Doesn't everyone have some allspice liqueur on hand? LOL. I absolutely love cherries and cherry anything so I know that I'd love this cocktail. That cherry bounce has also caught my interest (your reduced recipe). Sounds like something I could add some sparkling water to for a refreshing afternoon drink. A very interesting and enjoyable post John.
Hi MJ, LOL re allspice dram! There are so many ways you can play with this -- nice to experiment. :-) Thanks for the comment.
Hi R, yup. :-) Thanks for the comment.
Such a pretty drink!!!
Hi Pam, really great flavor, too. :-) Thanks for the comment.

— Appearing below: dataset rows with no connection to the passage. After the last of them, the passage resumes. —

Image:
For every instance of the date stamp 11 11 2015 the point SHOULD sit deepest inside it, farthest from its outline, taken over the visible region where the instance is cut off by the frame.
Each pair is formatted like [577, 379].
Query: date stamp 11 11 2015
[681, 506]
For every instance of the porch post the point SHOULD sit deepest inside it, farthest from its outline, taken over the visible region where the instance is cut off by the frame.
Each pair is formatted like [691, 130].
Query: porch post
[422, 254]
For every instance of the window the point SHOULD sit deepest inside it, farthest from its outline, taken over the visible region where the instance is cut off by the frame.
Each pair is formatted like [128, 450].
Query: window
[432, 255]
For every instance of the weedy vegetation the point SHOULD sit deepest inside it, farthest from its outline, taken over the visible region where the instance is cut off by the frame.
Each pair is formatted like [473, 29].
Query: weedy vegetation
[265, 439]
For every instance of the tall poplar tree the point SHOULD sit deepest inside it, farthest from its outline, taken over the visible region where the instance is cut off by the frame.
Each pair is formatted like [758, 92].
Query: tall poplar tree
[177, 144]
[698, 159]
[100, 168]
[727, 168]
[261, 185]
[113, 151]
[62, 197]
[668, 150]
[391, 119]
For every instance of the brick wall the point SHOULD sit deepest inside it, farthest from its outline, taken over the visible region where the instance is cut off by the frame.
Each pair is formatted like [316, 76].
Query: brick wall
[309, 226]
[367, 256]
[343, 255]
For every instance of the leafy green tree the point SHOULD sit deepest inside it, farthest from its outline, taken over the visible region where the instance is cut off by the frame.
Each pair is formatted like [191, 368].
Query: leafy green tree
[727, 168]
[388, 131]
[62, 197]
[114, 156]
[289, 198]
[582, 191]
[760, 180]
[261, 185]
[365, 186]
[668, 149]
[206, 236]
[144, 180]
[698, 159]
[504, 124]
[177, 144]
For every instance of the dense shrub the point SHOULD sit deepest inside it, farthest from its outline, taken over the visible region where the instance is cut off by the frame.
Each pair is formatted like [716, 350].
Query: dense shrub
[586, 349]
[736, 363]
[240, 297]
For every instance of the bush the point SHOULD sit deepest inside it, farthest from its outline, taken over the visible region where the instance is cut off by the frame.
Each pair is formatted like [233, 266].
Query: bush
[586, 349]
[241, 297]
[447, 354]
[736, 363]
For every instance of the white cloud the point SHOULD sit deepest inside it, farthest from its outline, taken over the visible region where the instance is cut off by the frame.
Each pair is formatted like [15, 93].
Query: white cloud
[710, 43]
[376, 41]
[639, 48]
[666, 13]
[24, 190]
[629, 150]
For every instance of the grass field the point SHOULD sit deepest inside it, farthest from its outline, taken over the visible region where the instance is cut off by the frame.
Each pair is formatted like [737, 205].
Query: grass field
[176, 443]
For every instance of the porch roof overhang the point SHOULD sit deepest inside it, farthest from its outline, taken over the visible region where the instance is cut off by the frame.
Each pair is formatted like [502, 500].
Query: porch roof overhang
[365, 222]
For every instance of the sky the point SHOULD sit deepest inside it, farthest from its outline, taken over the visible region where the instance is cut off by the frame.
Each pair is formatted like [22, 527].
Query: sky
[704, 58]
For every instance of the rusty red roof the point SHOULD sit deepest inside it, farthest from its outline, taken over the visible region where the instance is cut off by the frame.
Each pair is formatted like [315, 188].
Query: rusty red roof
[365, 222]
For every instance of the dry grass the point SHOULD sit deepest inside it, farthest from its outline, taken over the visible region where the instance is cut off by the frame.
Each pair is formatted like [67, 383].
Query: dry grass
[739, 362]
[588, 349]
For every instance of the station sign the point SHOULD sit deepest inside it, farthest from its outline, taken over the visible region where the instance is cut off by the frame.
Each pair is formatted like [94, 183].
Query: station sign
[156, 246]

What a wonderful flavour combination! I also think that sour cherry syrup would be nice here even though it's not so easy to find them. And I must admit the photos and the light are spectacular; excellent game of the glass shape and the ice cubes!
Hi Ben, sour cherries would actually be ideal in this. But, as you say, they're not all that easy to find, alas. Thanks for the comment.
I love the color and the sound of this cocktail.. I also enjoyed reading its history. cheers!
Hi Judee, isn't the color fabulous? Flavor, too. :-) Thanks for the comment.
What a beautiful cocktail. Now is the time when I wish I still had our New Hampshire orchard. We had three large sour cherry trees that would have been fun to use in your downsized version,
Hi Karen, with all those trees, you might have wanted to make Martha Washington's version. :-) Thanks for the comment.
This is a beautiful drink, John. I'm love fresh cherries and this cocktail will be a new way to celebrate the season. 💕🍒 I use MailChimp and I've been happy with it for a year now, it's too bad they are cancelling FeedBurner without giving bloggers an alternative. I'll still be reading, my friend!
Hi Marcelle, great way to celebrate cherries, isn't it? Thanks for the comment.
The name roped me in immediately. It's just so darn cute sounding. But the color definitely sold me. A real beauty of a cocktail.
Hi Carolyn, yeah, that name is pretty neat. :-) Thanks for the comment.
I'm a sucker for a pretty cocktail, and this one isn't just pretty, it's GORGEOUS!!!
Hi Liz, it really does look rather nice, doesn't it? :-) Thanks for the comment.
Ohhh I love the colours and flavour on this one
Hi Raymund, nice, huh? :-) Thanks for the comment.
Ugh, email subscriptions are kind of a pain. I'm all about social media and bloglovin. And I'm all about this cocktail. But it would be fun to make it the traditional way too.
Hi Laura, social media is where it's at these days. Alas, I'm just not a fan of it, though I do use it a bit. Thanks for the comment.,
I actually always have cherry syrup on hand :)
Hi Inger, we hadn't used cherry syrup before, but really like it! Thanks for the comment.
Okanagan cherries? Lucky you! They are lovely.
Hi Anonymous, indeed! :-) Thanks for the comment.